HSBC Asset Management renames four index funds ahead of the launch of new ETF share classes

The funds have been renamed ‘UCITS ETFs’ in accordance with regulatory requirements in Ireland and benefit from a dual ETF and unlisted index fund structure. The firm wrote that the issuing of the new share classes ‘will meet growing investor demand for flexibility, by offering listed and unlisted share classes through a single fund in a move designed to increase investor choice. The move will allow clients that prefer ETF structures to access funds with significant assets under management (AUM) and a strong track record.’

Stephen Carson, partner at A&L Goodbody, comments that 2018 saw the Central Bank of Ireland update their UCITS framework to allow ETF and non-ETF share classes in the same sub-fund and that HANetf have been structuring their ETFs in this way for a number of years.
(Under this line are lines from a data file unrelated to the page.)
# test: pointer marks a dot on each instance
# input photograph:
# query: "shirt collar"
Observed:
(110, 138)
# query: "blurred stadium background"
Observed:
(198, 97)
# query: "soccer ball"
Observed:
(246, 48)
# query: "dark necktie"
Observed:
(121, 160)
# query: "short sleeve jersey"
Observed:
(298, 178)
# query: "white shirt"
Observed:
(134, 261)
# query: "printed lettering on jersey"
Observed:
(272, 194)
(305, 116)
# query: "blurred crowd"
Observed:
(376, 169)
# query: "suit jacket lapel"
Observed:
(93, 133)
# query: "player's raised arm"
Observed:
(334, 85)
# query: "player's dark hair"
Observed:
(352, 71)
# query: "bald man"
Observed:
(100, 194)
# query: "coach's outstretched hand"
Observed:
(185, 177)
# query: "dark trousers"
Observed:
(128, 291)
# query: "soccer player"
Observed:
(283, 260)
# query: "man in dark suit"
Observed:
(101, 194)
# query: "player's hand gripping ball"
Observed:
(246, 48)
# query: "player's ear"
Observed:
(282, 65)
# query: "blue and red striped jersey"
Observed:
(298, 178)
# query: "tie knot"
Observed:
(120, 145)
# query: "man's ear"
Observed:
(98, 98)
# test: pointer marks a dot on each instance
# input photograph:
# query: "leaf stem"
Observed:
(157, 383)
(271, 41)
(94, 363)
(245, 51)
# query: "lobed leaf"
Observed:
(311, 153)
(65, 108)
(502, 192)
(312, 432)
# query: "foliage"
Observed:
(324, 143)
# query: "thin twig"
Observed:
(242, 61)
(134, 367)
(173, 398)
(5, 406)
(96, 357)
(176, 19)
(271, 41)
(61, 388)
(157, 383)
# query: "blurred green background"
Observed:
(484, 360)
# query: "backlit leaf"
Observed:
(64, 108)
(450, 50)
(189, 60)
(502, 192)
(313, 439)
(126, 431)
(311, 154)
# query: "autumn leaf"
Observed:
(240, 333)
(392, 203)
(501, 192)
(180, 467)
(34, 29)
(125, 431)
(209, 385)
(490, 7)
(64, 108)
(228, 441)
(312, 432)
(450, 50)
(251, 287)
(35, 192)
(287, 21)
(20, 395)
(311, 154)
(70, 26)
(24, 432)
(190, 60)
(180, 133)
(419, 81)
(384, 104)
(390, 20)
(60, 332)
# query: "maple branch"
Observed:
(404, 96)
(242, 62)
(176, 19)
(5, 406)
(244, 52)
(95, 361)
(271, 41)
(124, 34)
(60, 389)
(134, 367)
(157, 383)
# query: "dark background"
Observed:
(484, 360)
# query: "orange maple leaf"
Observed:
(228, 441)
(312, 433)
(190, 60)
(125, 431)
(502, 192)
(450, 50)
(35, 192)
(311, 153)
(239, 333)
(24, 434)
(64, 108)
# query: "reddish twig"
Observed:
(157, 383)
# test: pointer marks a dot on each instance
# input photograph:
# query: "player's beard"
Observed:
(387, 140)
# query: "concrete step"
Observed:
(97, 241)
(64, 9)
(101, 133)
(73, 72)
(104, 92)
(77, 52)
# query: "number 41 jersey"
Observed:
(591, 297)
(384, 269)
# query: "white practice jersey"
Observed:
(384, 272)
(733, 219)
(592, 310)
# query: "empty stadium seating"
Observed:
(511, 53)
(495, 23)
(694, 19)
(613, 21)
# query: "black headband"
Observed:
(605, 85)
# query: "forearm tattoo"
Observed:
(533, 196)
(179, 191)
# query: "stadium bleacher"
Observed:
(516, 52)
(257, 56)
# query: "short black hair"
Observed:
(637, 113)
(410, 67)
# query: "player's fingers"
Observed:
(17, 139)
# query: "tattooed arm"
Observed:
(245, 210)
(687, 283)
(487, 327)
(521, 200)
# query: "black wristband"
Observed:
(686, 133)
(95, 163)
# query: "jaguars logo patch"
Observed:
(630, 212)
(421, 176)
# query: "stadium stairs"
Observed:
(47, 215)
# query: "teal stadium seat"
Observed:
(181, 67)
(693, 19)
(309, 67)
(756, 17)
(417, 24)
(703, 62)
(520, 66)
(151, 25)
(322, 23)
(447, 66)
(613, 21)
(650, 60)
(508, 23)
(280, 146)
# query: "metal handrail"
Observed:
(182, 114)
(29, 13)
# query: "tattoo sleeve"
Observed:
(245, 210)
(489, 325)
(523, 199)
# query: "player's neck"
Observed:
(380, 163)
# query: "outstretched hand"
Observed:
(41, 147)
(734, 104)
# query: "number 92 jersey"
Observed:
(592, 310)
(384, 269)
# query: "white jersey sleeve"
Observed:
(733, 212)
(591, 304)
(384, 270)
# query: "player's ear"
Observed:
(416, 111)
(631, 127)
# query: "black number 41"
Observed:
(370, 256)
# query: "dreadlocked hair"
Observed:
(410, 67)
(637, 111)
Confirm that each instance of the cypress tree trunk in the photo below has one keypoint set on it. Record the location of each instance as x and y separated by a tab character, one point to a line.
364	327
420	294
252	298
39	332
The HSBC development is significant because they added ETF share classes into their unlisted UCITS funds.

There is a further anomaly in the regulations which means that the ESMA guidelines require the ETF issuer to use the “UCITS ETF” identifier in the name of the fund. “If you think of a large unlisted sub-fund adding an ETF share class, it is anomalous to have to change the name of the fund,” Carson says. “ESMA is aware of this and hopefully it is something that they might look at in the future. In the meantime, it is something which a traditional UCITS fund manager who wanted to launch ETF share classes in an unlisted fund, would have to take into account.”

Carson also noted that HSBC listed fixed income sub-funds as ETFs, rather than equity funds. This is significant because an issuer with listed and unlisted share classes which have US equity exposures would have to have a process to monitor the level of trading activity in the funds to ensure that the level of trading would not fall below the threshold required to access the treaty benefits. 

Another angle to this new development that Carson points out is that the overseas fund regime in the UK hasn’t started yet, restricting the ability to register new ETF platforms for sale in the UK. However, if it is an existing fund that is now offering an ETF class and has the benefit of the temporary marketing permissions regime, it’s good to go.

“I think it will create another avenue for non-ETF managers to dip their toe into the ETF market,” Carson says.